Este ónus revela-se um caminho árduo, levando a que muitos administradores judiciais resistam a apresentar o parecer – mesmo sabendo que existem factos suscetíveis de imputar ao devedor a culpa pela insolvência ou seu agravamento.

Desde logo, e embora não seja aceite na generalidade dos intervenientes processuais e judiciais, o Administrador Judicial não é uma “parte” no processo e o parecer que apresenta é diferente do “requerimento” que qualquer interessado pode juntar ao processo.

Neste sentido, os actos do Administrador Judicial, tal como os actos dos magistrados, estão assim sujeitos a sanção disciplinar nos termos do art. 156.º/5 do CPC.  Se não apresentar o parecer, pode ser instado para o fazer pelo tribunal sob pena de cominação em multa e participação disciplinar à CAAJ – como tantas vezes sucede.

Ao contrário das “partes”, o prazo de 15 dias que lhe é concedido para apresentar o parecer é meramente ordenador não padecendo de caducidade se for ultrapassado pois, enquanto colaborador do tribunal, a emissão do parecer assume a natureza de um dever funcional e não um direito que possa ser objecto de caducidade (os prazos funcionais e ordenadores são sancionados enquanto que os prazos das partes e de cariz peremptório ficam sujeitos ao regime da caducidade).

Desta forma, o Administrador Judicial não tem que o fazer nos 15 dias previstos no n.º 1 do art.º 181.º do CIRE, uma vez que os interesses públicos subjacentes ao preceito do n.º 1 do art.º 188.º não se compadecem com a possibilidade de exercitar esse dever ou de limitar o mesmo num lapso temporal de 15 dias – grave seria se, após os 15 dias, se concluir pela existência de culpa e lhe for vedada a possibilidade de denunciar os factos em prol do interesse público subjacente ao processo – que tantas vezes é esquecido.

Ademais, na grande maioria das vezes, o Administrador Judicial só tem conhecimento dos factos após analisar a contabilidade e averiguar as situações que lhe são levadas ao conhecimento pelos credores ou que ressaltam dos documentos que obtém – o que ocorre muito após os 15 dias previstos no código.

Desta forma, fica claro que 15 dias são insuficientes, não chegando sequer para os gerentes responderem às solicitações do administrador ou disponibilizarem a contabilidade prestando dessa forma os devidos esclarecimentos (com as cartas registas a serem devolvidas já após os 15 dias).

Por outro lado, e mesmo tendo acesso à contabilidade nos 15 dias previstos na lei, o Administrador Judicial não consegue, nesse curto prazo, avaliar e analisar a contabilidade e, simultaneamente, examinar movimentos efectuados nos anos anteriores que podem carecer de diligencias de averiguação para atestar a sua veracidade e evitar levar ao tribunal indícios sem a devida fundamentação e sustentabilidade.

Quanto à forma do parecer, este assume uma “estrutura acusatória”, tendo o administrador que elaborar um “articulado” contendo circunstancialismo factual de modo, tempo e lugar, nexo de causalidade e prejudicialidade.
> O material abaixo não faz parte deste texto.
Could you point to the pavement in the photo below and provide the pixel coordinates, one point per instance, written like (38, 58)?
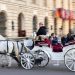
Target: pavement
(50, 69)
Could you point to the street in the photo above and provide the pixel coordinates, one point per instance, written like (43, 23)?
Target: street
(48, 70)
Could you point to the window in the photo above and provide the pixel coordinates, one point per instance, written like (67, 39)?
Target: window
(45, 3)
(34, 23)
(46, 22)
(34, 1)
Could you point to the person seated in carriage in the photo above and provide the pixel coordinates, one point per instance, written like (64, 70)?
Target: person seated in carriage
(57, 47)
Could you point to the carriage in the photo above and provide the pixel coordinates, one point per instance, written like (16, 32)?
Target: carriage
(28, 56)
(43, 53)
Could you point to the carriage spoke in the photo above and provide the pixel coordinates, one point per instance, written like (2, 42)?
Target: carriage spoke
(70, 59)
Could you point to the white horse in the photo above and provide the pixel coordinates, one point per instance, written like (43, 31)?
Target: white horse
(8, 46)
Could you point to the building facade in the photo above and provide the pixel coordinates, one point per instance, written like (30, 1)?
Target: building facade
(20, 18)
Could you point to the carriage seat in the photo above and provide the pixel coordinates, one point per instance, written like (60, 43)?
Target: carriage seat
(57, 47)
(45, 42)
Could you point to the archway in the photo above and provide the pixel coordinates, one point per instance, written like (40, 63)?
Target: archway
(3, 23)
(21, 31)
(34, 23)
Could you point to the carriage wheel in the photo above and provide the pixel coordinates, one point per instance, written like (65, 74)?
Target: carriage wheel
(42, 55)
(27, 60)
(70, 59)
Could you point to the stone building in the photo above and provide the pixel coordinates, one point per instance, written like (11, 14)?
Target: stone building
(20, 18)
(63, 19)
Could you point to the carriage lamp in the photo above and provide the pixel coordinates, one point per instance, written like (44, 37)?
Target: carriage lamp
(12, 25)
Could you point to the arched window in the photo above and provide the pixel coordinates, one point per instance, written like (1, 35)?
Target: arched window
(3, 23)
(34, 23)
(21, 31)
(46, 22)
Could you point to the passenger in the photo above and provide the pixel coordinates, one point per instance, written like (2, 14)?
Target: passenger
(69, 37)
(63, 40)
(54, 39)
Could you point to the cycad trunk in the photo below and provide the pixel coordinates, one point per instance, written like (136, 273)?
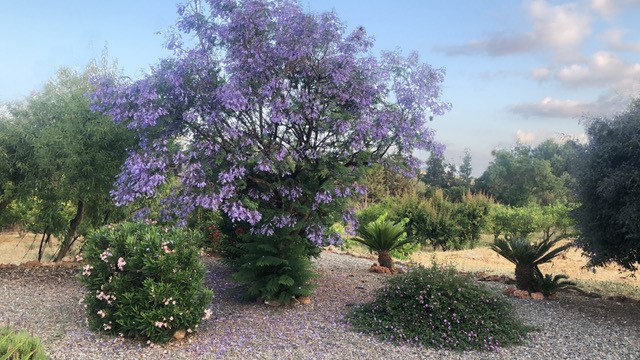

Tudo conceitos de grande complexidade que, tendo os Administradores Judiciais (na sua maioria) uma formação económica/financeira, não são fáceis de traduzir para o papel – com evidentes reflexos em sede de julgamento pois terão que ser corroborados pelos meios de prova admitidos na lei processual e reproduzidos em julgamento.

A própria tramitação do incidente não facilita pois, se em regra a prova para corroborar o parecer já não é fácil de recuperar, mais difícil se torna quando as testemunhas são a apresentar… ou seja, estas testemunhas não são notificadas pelo tribunal mas pelo Administrador Judicial, o que leva a que o julgamento acabe com muitos factos mas sem prova que sustente uma decisão e culpa.

Adiante, sendo aberto o incidente e marcado julgamento, o Administrador Judicial encontra-se sozinho frente aos advogados dos afetados pela qualificação, que tudo vão fazer para descredibilizar o parecer e o próprio…Nesta fase, mais do que nunca, fica entregue à sua sorte estando os credores, principais interessados com o incidente, mais virados para a fase da reclamação de créditos, anulação de negócios e rateio.

culpa

Embora lhe caiba elaborar o parecer, fica totalmente ausente e impossibilitado de o defender em julgamento – momento de produção de prova. Pois, em juízo, apenas presta declarações quando  inquirido pelo Juiz, Ministério Público e Advogados dos requeridos…não tendo, na maioria das vezes um advogado constituído que possa defender o seu parecer ao longo do julgamento por exemplo, inquirindo as testemunhas e confrontado as mesmas com a prova (ficando nas mãos do MP que durante a audiência pode, querendo, requerer diligências adicionais  permitidas na lei)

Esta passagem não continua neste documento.